The initial investment in technology and infrastructure for a CTF can be high.

The implementation of CTF requires special equipment such as GPS control, precision farming technology and machines adapted to work on transport routes.

The transition to CTF may require a change in habits and working practices for farmers and workers. Education and training focused on new methods and technologies are key to successful implementation.

==Future==
Although controlled traffic farming is still in its infancy as far as adoption is concerned (partially because the enabling technology of satellite guidance is still relatively new), there is a better engineering solution that would reduce tracked areas to less than 10%. This is not a recent concept, having been pioneered by Alexander Halkett in the 1850s and David Dowler in the 1970s, but the concept of a wide span vehicle is becoming increasingly attractive because of the other advantages it brings.

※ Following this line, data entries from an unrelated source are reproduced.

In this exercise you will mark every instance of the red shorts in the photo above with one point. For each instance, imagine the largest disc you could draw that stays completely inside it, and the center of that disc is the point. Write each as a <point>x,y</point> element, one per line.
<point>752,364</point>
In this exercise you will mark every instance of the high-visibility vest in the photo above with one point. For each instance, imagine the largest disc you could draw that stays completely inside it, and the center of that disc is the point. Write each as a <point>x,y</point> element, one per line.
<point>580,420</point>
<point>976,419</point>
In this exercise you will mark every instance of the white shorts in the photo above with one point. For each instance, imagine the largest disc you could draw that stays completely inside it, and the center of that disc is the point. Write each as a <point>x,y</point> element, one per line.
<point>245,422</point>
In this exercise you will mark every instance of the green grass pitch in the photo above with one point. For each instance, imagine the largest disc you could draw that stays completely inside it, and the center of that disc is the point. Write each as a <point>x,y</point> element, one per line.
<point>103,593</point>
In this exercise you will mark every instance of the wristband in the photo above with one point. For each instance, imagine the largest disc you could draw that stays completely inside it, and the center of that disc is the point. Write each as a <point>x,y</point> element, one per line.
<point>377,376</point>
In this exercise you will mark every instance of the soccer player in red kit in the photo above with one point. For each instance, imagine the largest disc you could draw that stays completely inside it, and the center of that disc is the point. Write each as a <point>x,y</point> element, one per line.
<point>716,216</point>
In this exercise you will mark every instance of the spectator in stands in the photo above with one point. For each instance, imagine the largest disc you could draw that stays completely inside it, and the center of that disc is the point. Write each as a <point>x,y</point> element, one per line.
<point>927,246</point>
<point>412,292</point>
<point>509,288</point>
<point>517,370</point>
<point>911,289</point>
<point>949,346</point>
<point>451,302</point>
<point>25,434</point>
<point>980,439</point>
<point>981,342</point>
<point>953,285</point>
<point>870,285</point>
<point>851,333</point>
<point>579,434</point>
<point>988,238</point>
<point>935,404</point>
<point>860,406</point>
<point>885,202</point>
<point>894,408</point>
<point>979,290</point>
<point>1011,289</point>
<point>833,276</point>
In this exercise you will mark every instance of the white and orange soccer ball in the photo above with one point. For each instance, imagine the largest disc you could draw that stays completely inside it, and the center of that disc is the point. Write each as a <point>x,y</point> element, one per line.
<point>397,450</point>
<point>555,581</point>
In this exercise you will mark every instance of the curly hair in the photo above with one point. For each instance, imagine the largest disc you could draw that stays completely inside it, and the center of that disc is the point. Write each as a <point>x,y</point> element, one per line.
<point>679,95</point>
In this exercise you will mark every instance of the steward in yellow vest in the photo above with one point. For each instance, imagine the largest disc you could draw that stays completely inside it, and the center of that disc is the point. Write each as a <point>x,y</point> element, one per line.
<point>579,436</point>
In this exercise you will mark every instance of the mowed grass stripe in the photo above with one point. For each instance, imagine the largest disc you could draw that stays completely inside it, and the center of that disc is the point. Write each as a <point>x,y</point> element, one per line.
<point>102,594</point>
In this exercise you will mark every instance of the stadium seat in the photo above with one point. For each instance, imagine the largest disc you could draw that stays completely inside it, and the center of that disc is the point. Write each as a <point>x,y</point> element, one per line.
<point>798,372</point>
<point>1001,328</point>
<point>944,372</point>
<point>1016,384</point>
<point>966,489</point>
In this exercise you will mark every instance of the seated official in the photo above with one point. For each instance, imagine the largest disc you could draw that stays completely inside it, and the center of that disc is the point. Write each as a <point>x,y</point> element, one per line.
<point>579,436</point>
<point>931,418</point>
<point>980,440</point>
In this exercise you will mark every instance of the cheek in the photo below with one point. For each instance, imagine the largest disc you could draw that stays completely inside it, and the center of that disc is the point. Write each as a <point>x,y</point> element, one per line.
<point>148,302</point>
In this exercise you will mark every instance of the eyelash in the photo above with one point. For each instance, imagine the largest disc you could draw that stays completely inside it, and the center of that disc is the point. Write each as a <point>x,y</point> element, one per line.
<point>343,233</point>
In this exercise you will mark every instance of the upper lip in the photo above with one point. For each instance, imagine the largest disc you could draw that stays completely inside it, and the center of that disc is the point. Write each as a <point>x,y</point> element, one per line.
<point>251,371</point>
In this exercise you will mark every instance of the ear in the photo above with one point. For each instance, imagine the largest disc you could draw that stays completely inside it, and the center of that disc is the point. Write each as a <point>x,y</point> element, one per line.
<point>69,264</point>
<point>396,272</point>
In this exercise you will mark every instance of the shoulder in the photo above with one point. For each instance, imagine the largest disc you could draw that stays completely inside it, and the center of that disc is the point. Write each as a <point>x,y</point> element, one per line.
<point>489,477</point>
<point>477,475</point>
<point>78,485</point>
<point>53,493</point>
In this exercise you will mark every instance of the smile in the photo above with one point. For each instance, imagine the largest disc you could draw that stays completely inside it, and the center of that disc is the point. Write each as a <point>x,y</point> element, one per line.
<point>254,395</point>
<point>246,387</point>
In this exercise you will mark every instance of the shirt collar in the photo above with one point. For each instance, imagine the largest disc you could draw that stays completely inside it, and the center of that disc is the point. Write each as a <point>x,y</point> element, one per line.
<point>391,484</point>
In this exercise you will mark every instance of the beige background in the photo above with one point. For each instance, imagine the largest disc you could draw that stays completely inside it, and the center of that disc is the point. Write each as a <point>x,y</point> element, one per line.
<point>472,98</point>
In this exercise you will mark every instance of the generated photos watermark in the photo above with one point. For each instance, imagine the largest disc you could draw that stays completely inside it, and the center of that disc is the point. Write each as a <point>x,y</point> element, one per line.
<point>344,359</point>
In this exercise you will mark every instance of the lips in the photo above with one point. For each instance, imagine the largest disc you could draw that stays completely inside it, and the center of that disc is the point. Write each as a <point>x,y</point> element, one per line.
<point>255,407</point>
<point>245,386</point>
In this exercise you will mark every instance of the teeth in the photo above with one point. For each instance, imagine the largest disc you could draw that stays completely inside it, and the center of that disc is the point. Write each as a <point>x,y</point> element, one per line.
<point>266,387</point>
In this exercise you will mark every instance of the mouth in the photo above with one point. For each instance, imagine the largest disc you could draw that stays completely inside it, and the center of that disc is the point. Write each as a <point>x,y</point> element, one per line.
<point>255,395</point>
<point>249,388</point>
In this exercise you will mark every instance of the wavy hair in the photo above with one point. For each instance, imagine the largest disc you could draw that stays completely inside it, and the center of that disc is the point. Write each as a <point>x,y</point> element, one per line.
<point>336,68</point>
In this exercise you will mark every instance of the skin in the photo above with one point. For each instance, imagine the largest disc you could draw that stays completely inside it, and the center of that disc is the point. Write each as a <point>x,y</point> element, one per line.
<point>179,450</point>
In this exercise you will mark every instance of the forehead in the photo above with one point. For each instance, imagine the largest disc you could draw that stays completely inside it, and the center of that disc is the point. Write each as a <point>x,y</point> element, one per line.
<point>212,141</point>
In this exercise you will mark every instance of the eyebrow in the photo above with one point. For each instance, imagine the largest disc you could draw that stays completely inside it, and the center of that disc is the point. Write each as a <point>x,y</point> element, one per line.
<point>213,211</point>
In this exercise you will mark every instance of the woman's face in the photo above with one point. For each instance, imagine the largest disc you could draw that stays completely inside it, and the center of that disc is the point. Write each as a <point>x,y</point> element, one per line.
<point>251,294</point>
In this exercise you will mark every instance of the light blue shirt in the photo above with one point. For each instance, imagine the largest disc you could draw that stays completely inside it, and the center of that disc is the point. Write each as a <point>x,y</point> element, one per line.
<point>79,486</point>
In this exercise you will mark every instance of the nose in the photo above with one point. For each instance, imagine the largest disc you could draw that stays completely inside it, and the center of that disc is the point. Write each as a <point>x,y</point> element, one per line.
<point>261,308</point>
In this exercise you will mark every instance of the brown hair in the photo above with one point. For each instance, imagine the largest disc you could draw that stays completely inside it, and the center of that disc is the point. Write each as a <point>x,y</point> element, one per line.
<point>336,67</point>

The concept is described in detail at controlled traffic farming Europe's wide span page and achieves the low tracked area by virtue of using one of the same wheel tracks on adjacent passes. The system also reduces reliance on satellite technology because a guiding wheel track for the next pass is automatically laid down. With implements mostly contained within its wheel track, part width operations, for example ploughing or root crop harvesting, are perfectly feasible, whereas with existing tractor systems they are not.